Tuesday, February 19, 2008

oops, I did it again

Dina Strasser writes:
If I scan a page of a vocabulary workbook into the computer, convert it to PDF, and add digital fill in the blanks, my kids may be “motivated” to work on it– but it’s still the same damn workbook that has no basis in effective teaching practice, flexible problem solving, or language acquisition research.
She's right. She re-made the workbook, but this isn't a useful example of technology integration.

There's no point using any tool, tech or otherwise, if the only dividend one hopes for is student motivation. The real goals are student comprehension and ownership over content.

How about Blabberize? Simple, surely not "elegant", but I'd bet $1000 to a nickel that the kids will take greater ownership over their vocabulary, and no surprise here, know the words.

There's proof of it right here, right now. I've taught Sadlier-Oxford, Level G for a decade. A decade!!! Seriously, try inspiring a love of 'concomitant' every semester. Damn near impossible.

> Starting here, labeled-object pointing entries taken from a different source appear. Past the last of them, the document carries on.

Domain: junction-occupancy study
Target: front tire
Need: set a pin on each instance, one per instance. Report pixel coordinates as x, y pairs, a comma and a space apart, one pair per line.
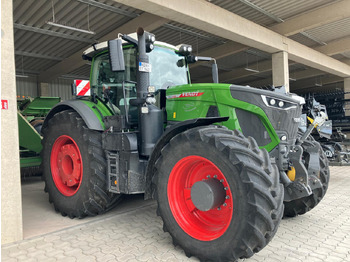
74, 167
252, 205
305, 204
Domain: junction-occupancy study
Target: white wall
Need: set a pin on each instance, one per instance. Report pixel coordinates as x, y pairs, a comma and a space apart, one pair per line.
28, 86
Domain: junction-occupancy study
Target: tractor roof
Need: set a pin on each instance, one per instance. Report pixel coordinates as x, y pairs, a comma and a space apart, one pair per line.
99, 47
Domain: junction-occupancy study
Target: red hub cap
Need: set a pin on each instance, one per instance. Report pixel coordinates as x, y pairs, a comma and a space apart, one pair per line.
66, 165
201, 225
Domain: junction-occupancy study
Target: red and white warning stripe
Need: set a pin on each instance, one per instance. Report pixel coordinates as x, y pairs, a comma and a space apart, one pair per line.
82, 87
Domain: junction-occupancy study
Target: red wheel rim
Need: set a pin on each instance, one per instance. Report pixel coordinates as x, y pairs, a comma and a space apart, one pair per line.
201, 225
66, 165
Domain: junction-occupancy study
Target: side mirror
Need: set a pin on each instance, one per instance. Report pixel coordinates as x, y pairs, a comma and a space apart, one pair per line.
116, 56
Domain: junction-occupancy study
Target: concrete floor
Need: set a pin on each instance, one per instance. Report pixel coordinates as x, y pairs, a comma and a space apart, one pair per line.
133, 232
39, 216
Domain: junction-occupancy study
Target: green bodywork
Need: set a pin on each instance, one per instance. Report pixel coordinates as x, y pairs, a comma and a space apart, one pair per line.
193, 101
40, 106
100, 110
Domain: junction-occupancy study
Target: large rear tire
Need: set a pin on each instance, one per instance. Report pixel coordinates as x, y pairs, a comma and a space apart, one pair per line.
74, 167
251, 208
305, 204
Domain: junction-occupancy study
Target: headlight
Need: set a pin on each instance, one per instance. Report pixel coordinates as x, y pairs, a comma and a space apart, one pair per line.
278, 103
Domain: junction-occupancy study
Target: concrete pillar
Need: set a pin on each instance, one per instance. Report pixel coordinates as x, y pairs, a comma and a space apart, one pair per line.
44, 89
280, 70
347, 96
11, 202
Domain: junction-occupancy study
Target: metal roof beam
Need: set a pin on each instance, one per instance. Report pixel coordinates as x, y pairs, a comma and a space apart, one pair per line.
24, 53
218, 21
69, 64
314, 18
335, 47
108, 8
261, 10
52, 33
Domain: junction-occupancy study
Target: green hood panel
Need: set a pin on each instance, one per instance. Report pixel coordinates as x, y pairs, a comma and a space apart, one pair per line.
194, 100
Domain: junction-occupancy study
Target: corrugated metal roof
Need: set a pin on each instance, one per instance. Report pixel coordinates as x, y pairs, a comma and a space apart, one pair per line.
36, 42
331, 31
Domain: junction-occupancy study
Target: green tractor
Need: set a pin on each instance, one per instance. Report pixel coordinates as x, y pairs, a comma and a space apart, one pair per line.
224, 162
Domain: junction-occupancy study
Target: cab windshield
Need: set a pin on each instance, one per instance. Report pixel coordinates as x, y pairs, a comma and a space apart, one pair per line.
167, 69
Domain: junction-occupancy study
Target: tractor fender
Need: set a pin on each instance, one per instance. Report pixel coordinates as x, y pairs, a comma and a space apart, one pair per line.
172, 131
89, 117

But just the other day, a student used 'concomitant' in a sentence. She spoke the word and it gushed forth like any other word in her vernacular. No test. No scantron. No assessment in progress. Just a second-semester senior using and owning content.

And seriously, when did trying to do something different become so distressing and unsettling?

Even low-tech teachers revamp and revise. And if they're not, then let's show them that sweater table over there at The Gap.

They're more than qualified to refold. And refold. And refold.


Andrew Marcinek said...

I want to teach via a llama on blaberize!!

alytapp said...

Love this post, Ken. As a tech coach/English teacher myself, I am in complete agreement with you. Just yesterday, I thought about our endless slog through Sadlier-Oxford when we al know there are better ways. I'm also a big fan of blabberize for its power to be the candy that hooks the kids into the learning goal. Yea you!

Ken Rodoff said...

@alytapp: thanks for checkin' in, and the kind words. Blabberize is one of those apps that when you show the site to other teachers, they tend to respond with 'it's so lame looking' or 'is that an alpaca?'

But when they listen to a student-created 'blabber' and then they are reminded about the scripting and revising that took place prior to recording, well, you know the rest!